I set the config files as below:

[executor.epf]
/instance/org.knime.workbench.core/database_timeout=120

'# Add a mount point for this server. This is useful for the new filehandling nodes.
/instance/org.knime.workbench.explorer.view/mountpointNode/KNIME-Server/active=true
/instance/org.knime.workbench.explorer.view/mountpointNode/KNIME-Server/address=${origin:KNIME-EJB-Address}
/instance/org.knime.workbench.explorer.view/mountpointNode/KNIME-Server/factoryID=com.knime.explorer.server
/instance/org.knime.workbench.explorer.view/mountpointNode/KNIME-Server/mountID=${origin:KNIME-Default-Mountpoint-ID}
/instance/org.knime.workbench.explorer.view/mountpointNode/KNIME-Server/mountpointNumber=1
/instance/org.knime.workbench.explorer.view/mountpointNode/KNIME-Server/restPath=${origin:KNIME-Context-Root}/rest
/instance/org.knime.workbench.explorer.view/mountpointNode/KNIME-Server/user=${sysprop:user.name}
/instance/org.knime.workbench.explorer.view/mountpointNode/KNIME-Server/useRest=true

/instance/org.knime.conda/condaDirectoryPath=/opt/miniconda3
/instance/org.knime.python2/defaultPythonOption=python3
/instance/org.knime.python2/python2CondaEnvironmentDirectoryPath=/opt/miniconda3
/instance/org.knime.python2/python2Path=python
/instance/org.knime.python2/python3CondaEnvironmentDirectoryPath=/opt/miniconda3/envs/py3_knime
/instance/org.knime.python2/python3Path=/opt/knime/4.15/workflow_repository/config/client-profiles/executor/python3.exe
/instance/org.knime.python2/pythonEnvironmentType=manual
/instance/org.knime.python2/serializerId=org.knime.serialization.flatbuffers.column

[knime.ini]
-profileLocation
'http://localhost:8080/knime/rest/v4/profiles/contents
-profileList
executor

I’d appreciate it if you could tell me how to solve this problem.
And If you need more information, please tell me :slightly_smiling_face:

Thanks,
hhkim

Hi @hhkim ,

The PySpark node will not use any of the settings mentioned above. The python code from node runs in the Spark cluster on the worker nodes. It will use the python executable in configured for Spark cluster.

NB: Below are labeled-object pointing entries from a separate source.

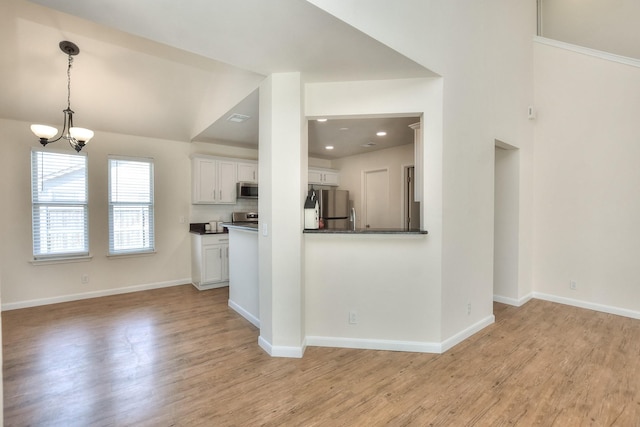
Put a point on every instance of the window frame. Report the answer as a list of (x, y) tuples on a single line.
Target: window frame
[(37, 204), (149, 246)]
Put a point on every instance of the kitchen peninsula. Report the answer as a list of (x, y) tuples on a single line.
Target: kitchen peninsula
[(365, 231)]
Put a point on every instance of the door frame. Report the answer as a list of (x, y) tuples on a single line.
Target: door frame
[(363, 192)]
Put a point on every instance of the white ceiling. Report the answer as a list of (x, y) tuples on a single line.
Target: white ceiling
[(173, 69)]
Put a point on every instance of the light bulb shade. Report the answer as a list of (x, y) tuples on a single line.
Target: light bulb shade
[(43, 131), (81, 134)]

Such settings can be changed on a context level in the Create Spark Context (Livy) node (Advanced tab, set custom Spark settings). For example, the python executable can be configured via the spark.pyspark.python option.

If you want to use a conda environment on a cluster, more information can be found here: Python Package Management — PySpark 3.2.0 documentation

Hope this helps
Temesgen

2 Likes

Thanks to your help, I was able to fix it quickly! :blush:

This topic was automatically closed 90 days after the last reply. New replies are no longer allowed.